Metal Oxide Nanomaterials: From Fundamentals to Applications

This Special Issue of Nanomaterials, “Metal Oxide Nanomaterials: From Fundamentals to Applications”, highlights the development and understanding of different types of metal oxide nanoparticles and their use for applications in luminescence, photocatalysis, water–oil separation, optoelectronics, gas sensors, energy-saving smart windows, etc. The wide variety of applications covered by the 10 articles published here is proof of the growing attention that the use of metal oxide nanomaterials has received in recent years. Here, nanomaterials are defined, based on the October 2011 European Commission’s definition, as materials with one or more external dimension in the range of 1–100 nm. As the surface area per mass of a material increases, a greater proportion of the material can come into contact with the surrounding materials, thus affecting reactivity [1,2]. Nanomaterials have indeed revolutionized the world due to their unique properties and growing applications in all spheres of humankind, encompassing energy, health, and the environment.

Within this Special Issue, Gupta et al. designed and demonstrated excitation energy tunable light emission from barium zirconium oxide crystals as color-tunable phosphors [3]. The authors tuned the emission light from BaZrO₃:Eu³⁺ crystals from orange to red based on the charge transfer and f-f transition excitation of an Eu³⁺ dopant, which is dictated by its magnetic and electric dipole transition probabilities. Enesca et al. showed the potential of Cu₂O/SnO₂/WO₃ heterostructure powder in the efficient removal of pesticides photo-catalytically [4]. The photocatalytic mechanism corresponds to a charge transfer based on this three-component structure, where Cu₂O exhibited a reduction potential responsible for O₂ production and WO₃ had an oxidation potential responsible for OH· generation. Liang and his colleagues successfully decorated TiO₂ nanorods with a copper oxide layer through sputtering and post-annealing, which resulted in improved light absorption and photo-induced charge separations [5]. This led the composite nanorods to have enhanced photoactivity compared to the pristine TiO₂ nanorods.

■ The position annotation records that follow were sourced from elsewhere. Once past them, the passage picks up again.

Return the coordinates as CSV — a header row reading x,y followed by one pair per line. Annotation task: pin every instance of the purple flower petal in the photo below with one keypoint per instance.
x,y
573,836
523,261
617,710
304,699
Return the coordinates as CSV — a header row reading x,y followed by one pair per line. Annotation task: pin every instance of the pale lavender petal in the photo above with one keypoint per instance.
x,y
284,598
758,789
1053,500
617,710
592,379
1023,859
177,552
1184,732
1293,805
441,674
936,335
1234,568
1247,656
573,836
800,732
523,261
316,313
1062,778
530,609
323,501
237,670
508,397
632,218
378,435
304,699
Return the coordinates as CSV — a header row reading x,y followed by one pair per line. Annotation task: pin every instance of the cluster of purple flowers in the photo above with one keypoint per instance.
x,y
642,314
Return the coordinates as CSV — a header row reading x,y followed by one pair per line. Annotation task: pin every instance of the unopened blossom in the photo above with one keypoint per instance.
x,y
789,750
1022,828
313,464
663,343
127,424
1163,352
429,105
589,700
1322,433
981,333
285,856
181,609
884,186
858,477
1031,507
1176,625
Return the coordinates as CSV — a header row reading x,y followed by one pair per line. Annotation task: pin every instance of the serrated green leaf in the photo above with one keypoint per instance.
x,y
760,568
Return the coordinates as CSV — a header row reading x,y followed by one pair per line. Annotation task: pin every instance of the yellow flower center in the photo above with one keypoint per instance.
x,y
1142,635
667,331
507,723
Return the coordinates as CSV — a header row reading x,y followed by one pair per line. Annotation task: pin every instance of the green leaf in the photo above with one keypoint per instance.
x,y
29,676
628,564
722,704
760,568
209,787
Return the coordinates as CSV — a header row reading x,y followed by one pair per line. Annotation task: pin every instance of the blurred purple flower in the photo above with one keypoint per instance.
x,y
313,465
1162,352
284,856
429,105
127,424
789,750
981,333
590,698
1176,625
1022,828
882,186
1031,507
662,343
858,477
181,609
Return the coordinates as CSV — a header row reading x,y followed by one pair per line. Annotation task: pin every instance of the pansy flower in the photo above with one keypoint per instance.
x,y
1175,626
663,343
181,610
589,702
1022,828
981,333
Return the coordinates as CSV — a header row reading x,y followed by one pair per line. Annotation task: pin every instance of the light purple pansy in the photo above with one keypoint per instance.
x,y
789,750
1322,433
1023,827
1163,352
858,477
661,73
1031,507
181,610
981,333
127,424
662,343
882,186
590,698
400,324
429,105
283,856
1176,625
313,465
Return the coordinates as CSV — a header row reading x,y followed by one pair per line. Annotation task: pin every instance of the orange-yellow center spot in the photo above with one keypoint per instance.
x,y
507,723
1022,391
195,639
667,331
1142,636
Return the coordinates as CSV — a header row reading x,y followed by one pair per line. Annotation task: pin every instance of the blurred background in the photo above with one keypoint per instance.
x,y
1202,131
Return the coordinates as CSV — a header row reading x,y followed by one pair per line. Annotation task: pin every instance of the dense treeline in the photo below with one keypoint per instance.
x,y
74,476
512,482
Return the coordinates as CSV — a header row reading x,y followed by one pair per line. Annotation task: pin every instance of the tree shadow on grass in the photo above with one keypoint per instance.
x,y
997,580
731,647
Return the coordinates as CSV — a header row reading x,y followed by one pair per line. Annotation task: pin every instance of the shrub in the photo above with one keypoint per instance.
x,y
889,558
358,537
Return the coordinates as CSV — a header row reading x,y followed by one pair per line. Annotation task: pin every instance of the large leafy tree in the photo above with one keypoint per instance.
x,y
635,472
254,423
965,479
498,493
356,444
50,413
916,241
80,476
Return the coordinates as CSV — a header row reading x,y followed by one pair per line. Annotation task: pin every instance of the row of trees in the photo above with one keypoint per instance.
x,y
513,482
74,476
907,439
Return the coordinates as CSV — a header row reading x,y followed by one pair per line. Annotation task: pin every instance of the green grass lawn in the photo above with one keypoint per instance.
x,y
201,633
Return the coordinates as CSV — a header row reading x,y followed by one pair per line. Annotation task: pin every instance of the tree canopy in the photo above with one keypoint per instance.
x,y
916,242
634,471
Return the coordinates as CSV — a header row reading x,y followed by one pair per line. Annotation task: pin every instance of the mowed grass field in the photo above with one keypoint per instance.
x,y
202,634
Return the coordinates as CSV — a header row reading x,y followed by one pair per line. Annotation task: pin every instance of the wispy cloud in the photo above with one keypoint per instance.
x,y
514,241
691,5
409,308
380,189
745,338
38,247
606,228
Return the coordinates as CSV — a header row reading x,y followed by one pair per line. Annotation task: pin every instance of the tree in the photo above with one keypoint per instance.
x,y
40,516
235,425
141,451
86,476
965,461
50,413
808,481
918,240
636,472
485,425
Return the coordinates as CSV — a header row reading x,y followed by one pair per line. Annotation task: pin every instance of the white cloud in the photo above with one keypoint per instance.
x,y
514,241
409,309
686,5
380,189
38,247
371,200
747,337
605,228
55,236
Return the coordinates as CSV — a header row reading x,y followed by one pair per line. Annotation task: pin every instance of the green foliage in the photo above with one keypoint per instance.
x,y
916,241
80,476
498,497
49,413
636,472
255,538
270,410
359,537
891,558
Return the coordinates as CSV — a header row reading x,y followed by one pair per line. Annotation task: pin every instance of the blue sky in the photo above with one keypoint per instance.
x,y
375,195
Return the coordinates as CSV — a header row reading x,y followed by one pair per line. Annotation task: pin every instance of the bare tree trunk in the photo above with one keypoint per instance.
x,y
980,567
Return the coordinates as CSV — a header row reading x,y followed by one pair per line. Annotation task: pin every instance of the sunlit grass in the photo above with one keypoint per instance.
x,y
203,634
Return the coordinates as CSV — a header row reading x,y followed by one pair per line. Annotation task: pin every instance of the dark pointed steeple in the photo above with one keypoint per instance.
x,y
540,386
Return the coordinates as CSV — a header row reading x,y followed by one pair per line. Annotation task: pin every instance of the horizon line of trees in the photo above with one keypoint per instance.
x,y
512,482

Other fascinating properties of nanocomposite based on metal oxides nanoparticles, particularly from ZnO, were explored by several other research groups [6]. For example, Si et al. synthesized Fe₃O₄@ZnO nanocomposites (NCs) to improve the stability of the viscoelastic surfactant (VES) fracturing fluid [7]. At a loading of 0.1 wt.%, this NC-VES nanocomposite showed superior stability at 95 °C or at a high shear rate and good sand-carrying performance and gel-breaking properties. Designing a surface with special wettability is an important approach to improving the separation efficiency of oil and water. Liu and co-authors demonstrated superhydrophobicity in both oil and water from their stainless-steel metal fibers coated with sol–gel-derived ZnO nano-pillars [8]. They found that their ZnO-coated stainless-steel metal fibers had a static underwater oil contact angle of 151.4° ± 0.8° and an underoil water contact angle of 152.7° ± 0.6° and was a highly promising candidate for both water-in-oil and oil-in-water separation in the industry. Maevskaya et al. studied the effect of Cu₂O on the photo-induced alteration of the hydrophilicity of TiO₂ and ZnO surfaces [9]. The Cu₂O/TiO₂ and Cu₂O/ZnO heterostructures showed photo-induced decay of the surface hydrophilicity caused by both UV and visible light irradiation. Simeonov and his group carried out defect engineering of ZnO by nitrogen doping [10]. They demonstrated that nitrogen doping in ZnO led to an abundance of oxygen and zinc vacancies and interstitials and contributed to enhanced electron transport properties in ZnO:N films. As another example demonstrating advancements in the roles of structure and morphology in material properties, Naszályi Nagy et al. prepared silica NPs with a diameter of 50 nm and covered them with a monoclinic/cubic zirconia shell using a green, cheap, and up-scalable sol–gel method [11]. They confirmed that these silica@zirconia core@shell NPs bind as muchas 207 mg of deoxynucleoside monophosphates on 1 g of this nanocarrier at neutral physiological pH while maintaining good colloidal stability.

Two review articles are also included in this Special Issues. In the first review, Li et al. comprehensively discussed the development of two-dimensional (2D) nanomaterials with metal oxide nanoparticles for gas sensing applications [12]. They further emphasized recent advances in the fabrication of gas sensors based on metal oxides, 2D nanomaterials, and 2D material/metal oxide composites with highly sensitive and selective functions. In the second review article, Kim et al. presented recent advances in fabricating flexible thermochromic VO₂(M) thin films using vacuum deposition methods and solution-based processes and discussed their optical properties for potential applications in energy-saving smart windows and several other emerging technologies [13].

In summary, this Special Issue presents just the tip of the iceberg of the broad, dynamic, and active fundamental research and applications in the developing field of metal oxide nanomaterials by collecting a few examples of the latest advancements. We hope that the readers enjoy reading these articles and find them useful for their research.